Antes de abordar a doença e a terapêutica em si, façamos uma breve revisão anatomofisiológica do circuito de modulação motora cerebral. No córtex cerebral, mais precisamente no giro pré-central, temos a área primária de ordenação do comando motor. Essa porção apresenta radiações eferentes que a ligam aos núcleos da base, ou sistema extrapiramidal, composto pelo corpo estriado, que é subdividido em neoestriado e paleoestriado.

Fonte: NETTER, Frank H.. Atlas de anatomia humana. 7ª ed. RIO DE JANEIRO: Elsevier, 2019.

Revisão anatômica e fisiológica

O neoestriado é formado pelo núcleo caudado e pelo putâmen, e são eles que recebem as eferências corticais e de onde partem as aferências talâmicas e do tronco encefálico, quais sejam as fibras estriado-talâmicas e as fibras estriado-nigrais. O paleoestriado é, por sua vez, formado pelo globo pálido, subdividido ainda em globo pálido interno e externo. Todas as estruturas citadas até aqui, à exceção do tálamo e da substância negra, têm predomínio de fibras GABAérgicas.
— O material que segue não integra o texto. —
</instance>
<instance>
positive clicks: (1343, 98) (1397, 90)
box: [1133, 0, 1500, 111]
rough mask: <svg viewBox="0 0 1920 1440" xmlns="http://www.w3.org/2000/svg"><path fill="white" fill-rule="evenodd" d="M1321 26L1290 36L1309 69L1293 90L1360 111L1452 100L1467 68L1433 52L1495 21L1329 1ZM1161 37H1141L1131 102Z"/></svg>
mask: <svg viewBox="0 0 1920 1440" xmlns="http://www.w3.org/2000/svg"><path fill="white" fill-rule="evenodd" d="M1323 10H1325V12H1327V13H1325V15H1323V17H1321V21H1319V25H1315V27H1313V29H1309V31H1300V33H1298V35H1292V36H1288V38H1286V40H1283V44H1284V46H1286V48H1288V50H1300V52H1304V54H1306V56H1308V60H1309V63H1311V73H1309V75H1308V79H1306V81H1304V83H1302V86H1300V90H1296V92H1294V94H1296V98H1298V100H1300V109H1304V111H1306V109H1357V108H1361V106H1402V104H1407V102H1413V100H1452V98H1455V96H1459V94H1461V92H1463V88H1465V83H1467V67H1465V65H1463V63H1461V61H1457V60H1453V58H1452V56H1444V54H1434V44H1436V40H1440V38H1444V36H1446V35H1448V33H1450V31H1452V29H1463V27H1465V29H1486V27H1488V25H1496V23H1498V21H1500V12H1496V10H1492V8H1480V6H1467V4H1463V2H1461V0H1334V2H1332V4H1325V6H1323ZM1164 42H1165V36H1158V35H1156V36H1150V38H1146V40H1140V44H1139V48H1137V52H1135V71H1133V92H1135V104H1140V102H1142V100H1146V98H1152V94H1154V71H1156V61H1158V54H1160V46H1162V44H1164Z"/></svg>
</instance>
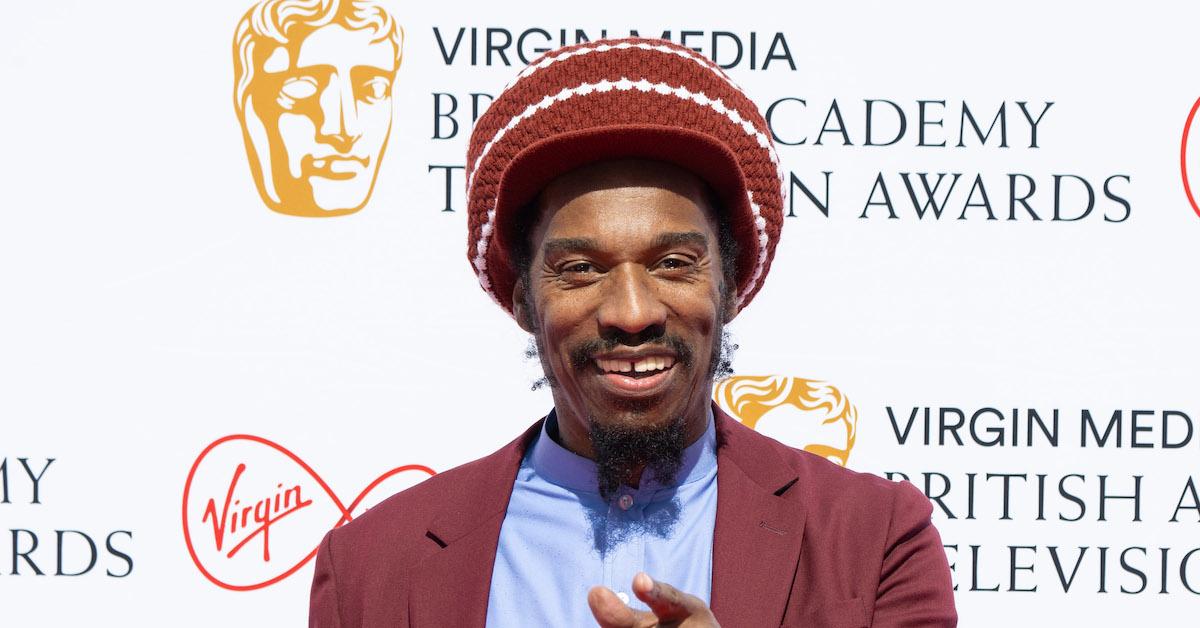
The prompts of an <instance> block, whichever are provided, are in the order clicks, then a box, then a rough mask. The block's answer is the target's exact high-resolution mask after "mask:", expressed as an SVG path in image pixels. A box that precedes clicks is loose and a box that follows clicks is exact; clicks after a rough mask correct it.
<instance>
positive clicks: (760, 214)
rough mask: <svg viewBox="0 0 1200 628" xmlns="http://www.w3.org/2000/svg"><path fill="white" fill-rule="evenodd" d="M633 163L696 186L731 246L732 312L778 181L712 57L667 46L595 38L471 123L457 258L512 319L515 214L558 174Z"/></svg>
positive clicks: (741, 292) (494, 101)
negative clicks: (473, 127)
mask: <svg viewBox="0 0 1200 628" xmlns="http://www.w3.org/2000/svg"><path fill="white" fill-rule="evenodd" d="M620 157H643V159H650V160H658V161H665V162H671V163H674V165H677V166H679V167H683V168H685V169H688V171H691V172H692V173H695V174H696V175H698V177H700V178H702V179H704V180H706V181H707V183H708V185H709V186H710V187H712V189H713V191H714V192H715V193H716V195H718V197H719V198H720V199H721V204H722V208H724V211H727V213H728V219H730V225H731V227H732V231H733V235H734V238H736V239H737V241H738V245H739V252H738V261H737V269H738V275H737V309H738V310H739V311H740V310H742V307H745V305H746V304H748V303H750V299H752V298H754V295H755V293H757V292H758V288H761V287H762V282H763V280H764V279H766V277H767V269H769V268H770V261H772V258H773V257H774V255H775V245H776V244H778V243H779V233H780V229H781V228H782V226H784V189H782V184H784V179H782V175H781V173H780V171H779V157H778V156H776V155H775V146H774V143H773V142H772V137H770V131H769V128H768V127H767V121H766V120H763V118H762V115H761V114H760V113H758V108H757V107H756V106H755V104H754V102H751V101H750V98H749V97H746V95H745V94H744V92H743V91H742V89H740V88H739V86H738V85H737V84H734V83H733V82H732V80H731V79H730V77H728V76H726V74H725V72H724V71H722V70H721V68H720V67H719V66H718V65H716V64H714V62H713V61H710V60H709V59H707V58H704V56H703V55H701V54H698V53H696V52H695V50H692V49H690V48H685V47H682V46H677V44H674V43H671V42H668V41H665V40H644V38H626V40H599V41H594V42H588V43H581V44H576V46H568V47H564V48H559V49H557V50H552V52H550V53H546V54H545V55H542V56H541V58H539V59H538V60H535V61H534V62H532V64H529V65H528V66H527V67H526V68H524V70H522V71H521V73H520V74H517V77H516V79H514V80H512V82H511V83H509V85H508V86H505V88H504V91H502V92H500V95H499V96H498V97H497V98H496V101H493V102H492V104H491V107H488V109H487V112H486V113H485V114H484V115H482V116H481V118H480V119H479V121H478V122H476V124H475V130H474V132H472V136H470V145H469V148H468V149H467V211H468V223H467V226H468V235H467V258H468V259H470V263H472V265H473V267H474V269H475V273H476V274H478V275H479V282H480V285H481V286H482V287H484V289H485V291H487V293H488V294H490V295H491V297H492V298H493V299H494V300H496V301H497V303H498V304H500V306H502V307H504V309H505V310H506V311H508V312H509V313H510V315H511V313H512V287H514V285H515V282H516V280H517V275H516V273H517V271H516V269H515V268H514V258H512V250H514V247H512V244H514V243H516V241H518V240H517V238H526V237H528V234H523V233H516V228H515V225H516V223H517V222H518V221H517V220H516V217H517V214H518V213H520V211H521V210H522V208H524V207H526V205H527V204H528V203H529V202H530V201H533V199H534V198H535V197H536V196H538V193H539V192H540V191H541V189H542V187H545V186H546V184H548V183H550V181H551V180H553V179H554V178H556V177H558V175H560V174H564V173H566V172H569V171H572V169H575V168H578V167H581V166H586V165H588V163H593V162H598V161H605V160H612V159H620Z"/></svg>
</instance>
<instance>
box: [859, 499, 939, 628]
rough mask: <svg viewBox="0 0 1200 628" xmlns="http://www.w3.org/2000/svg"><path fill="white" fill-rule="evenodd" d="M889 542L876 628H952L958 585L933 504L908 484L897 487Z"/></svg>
mask: <svg viewBox="0 0 1200 628" xmlns="http://www.w3.org/2000/svg"><path fill="white" fill-rule="evenodd" d="M894 496H895V497H894V500H893V503H892V520H890V522H889V525H888V533H887V540H886V542H884V543H886V545H884V552H883V564H882V567H881V569H880V587H878V590H877V591H878V593H877V597H876V600H875V615H874V618H872V622H871V626H872V627H874V628H917V627H922V628H926V627H938V628H953V627H955V626H958V614H956V611H955V610H954V585H953V581H952V579H950V567H949V562H948V561H947V558H946V550H944V548H943V546H942V537H941V536H940V534H938V533H937V528H935V527H934V524H932V521H931V520H930V515H931V514H932V512H934V507H932V504H931V503H930V502H929V500H928V498H925V496H924V495H923V494H922V492H920V491H919V490H917V488H916V486H913V485H912V484H910V483H907V482H902V483H899V484H898V485H896V492H895V494H894Z"/></svg>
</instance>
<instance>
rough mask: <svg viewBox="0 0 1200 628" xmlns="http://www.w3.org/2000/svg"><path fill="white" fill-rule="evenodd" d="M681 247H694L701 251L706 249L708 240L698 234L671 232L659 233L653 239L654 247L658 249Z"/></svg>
mask: <svg viewBox="0 0 1200 628" xmlns="http://www.w3.org/2000/svg"><path fill="white" fill-rule="evenodd" d="M683 245H696V246H700V247H701V249H708V238H706V237H704V234H703V233H700V232H694V231H690V232H672V233H660V234H659V235H658V237H656V238H654V246H655V247H658V249H670V247H672V246H683Z"/></svg>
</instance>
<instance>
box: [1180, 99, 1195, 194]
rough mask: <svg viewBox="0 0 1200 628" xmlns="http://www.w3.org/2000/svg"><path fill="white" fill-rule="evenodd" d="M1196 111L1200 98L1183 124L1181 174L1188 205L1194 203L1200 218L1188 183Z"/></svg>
mask: <svg viewBox="0 0 1200 628" xmlns="http://www.w3.org/2000/svg"><path fill="white" fill-rule="evenodd" d="M1196 109H1200V98H1196V101H1195V103H1193V104H1192V110H1190V112H1188V121H1187V122H1183V140H1182V142H1180V174H1182V175H1183V193H1186V195H1188V203H1192V210H1193V211H1195V213H1196V216H1200V204H1196V198H1195V195H1193V193H1192V184H1190V183H1188V134H1189V133H1190V132H1192V122H1193V121H1194V120H1195V116H1196Z"/></svg>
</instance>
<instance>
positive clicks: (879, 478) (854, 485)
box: [743, 426, 932, 525]
mask: <svg viewBox="0 0 1200 628" xmlns="http://www.w3.org/2000/svg"><path fill="white" fill-rule="evenodd" d="M743 429H744V430H745V431H746V432H749V433H745V435H743V436H745V437H748V438H750V441H751V442H752V448H754V449H757V450H758V451H757V453H756V454H755V457H756V459H758V460H775V461H776V462H775V463H782V465H786V466H787V467H788V469H790V472H791V473H792V474H793V477H794V478H796V485H794V486H793V488H792V490H790V491H788V492H790V494H794V495H796V496H797V497H799V498H802V500H804V502H805V507H806V508H808V509H809V510H810V512H818V513H824V514H823V515H822V516H824V518H828V516H829V515H839V514H844V515H846V516H850V518H852V519H858V520H859V522H862V518H870V519H872V520H880V519H882V524H884V525H886V524H887V522H888V520H889V519H890V518H892V516H893V513H895V514H901V515H907V516H905V519H910V518H917V519H920V518H924V519H926V520H928V519H929V515H930V513H932V506H931V504H930V502H929V500H928V498H926V497H925V496H924V494H922V492H920V491H919V490H918V489H917V488H916V486H913V485H912V484H910V483H908V482H893V480H889V479H886V478H882V477H880V476H876V474H874V473H866V472H860V471H853V469H850V468H846V467H842V466H840V465H838V463H835V462H832V461H829V460H827V459H824V457H822V456H818V455H816V454H811V453H809V451H804V450H803V449H796V448H793V447H788V445H786V444H784V443H780V442H779V441H775V439H774V438H770V437H768V436H763V435H760V433H757V432H754V431H752V430H750V429H749V427H744V426H743ZM768 450H769V451H770V454H769V455H764V454H766V451H768Z"/></svg>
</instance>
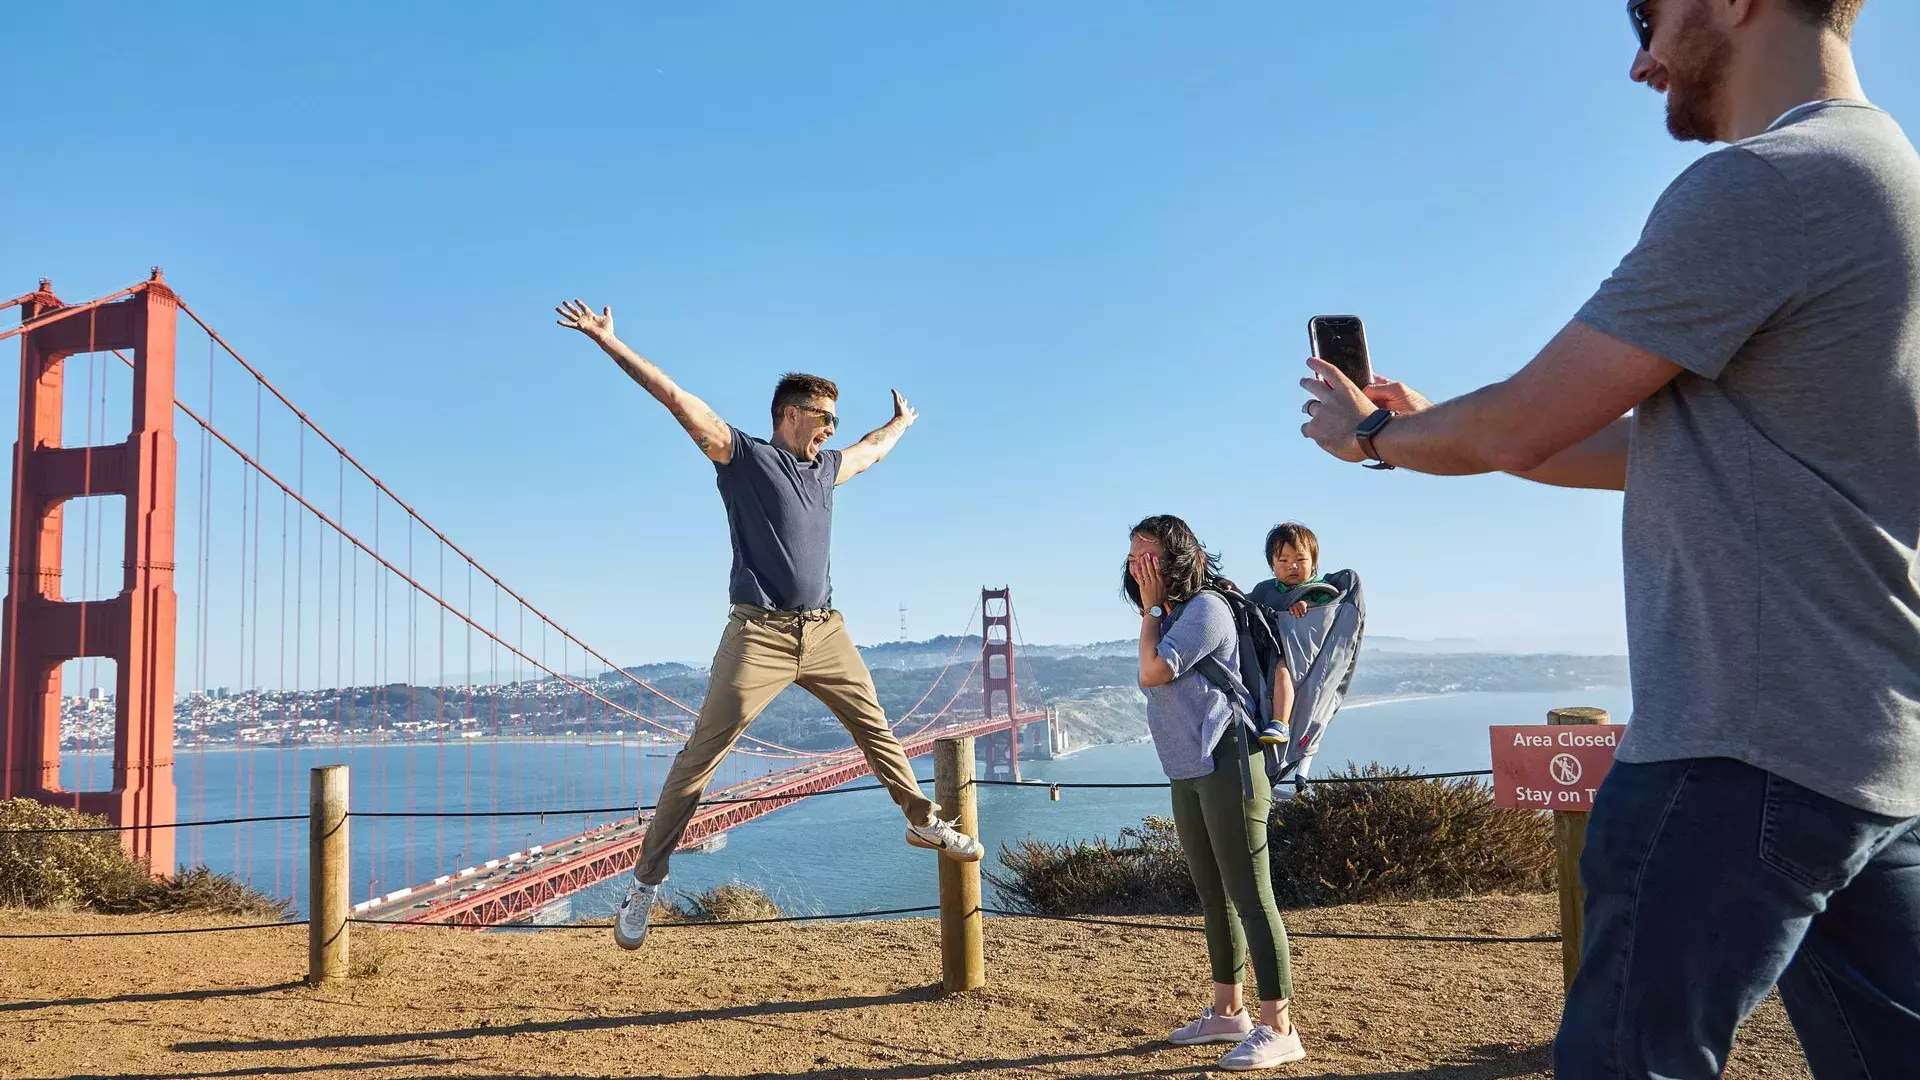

A Substância Negra ou Substância Nigra (SN), presente no mesencéfalo, é, ainda, subdividida em 2 porções: 1. Pars compacta (SNc) e 2. Pars reticulata (SNr), levando esse nome em virtude do acúmulo de neurônios com melanina. Para o parkinsonismo, a estrutura mormente importante é a SNc, formada por neurônios dopaminérgicos. A SNr é composta, sobretudo, por neurônios GABAérgicos.

O sistema extrapiramidal normal funciona de 2 formas: 1. via direta (facilitadora do movimento) e 2. via indireta (dificultadora do movimento). Na imagem abaixo, um diagrama torna mais visível as duas vias. Descritivamente, a via direta é constituída pelo neoestriado, que emite fibras GABAérgicas (inibitórias) para o globo pálido interno e SNr, os quais irradiam fibras GABAérgicas para o tálamo, que encerra a via com fibras glutamatérgicas (excitatórias) para o córtex. Já a via indireta é formada pelo neoestriado, em sinapse GABAérgica com o globo pálido externo, que emite fibras GABAérgicas para o núcleo subtalâmico, de onde partem fibras glutamatérgicas para o globo pálido interno e a SNr, com o término da via idêntico ao fim da via direta.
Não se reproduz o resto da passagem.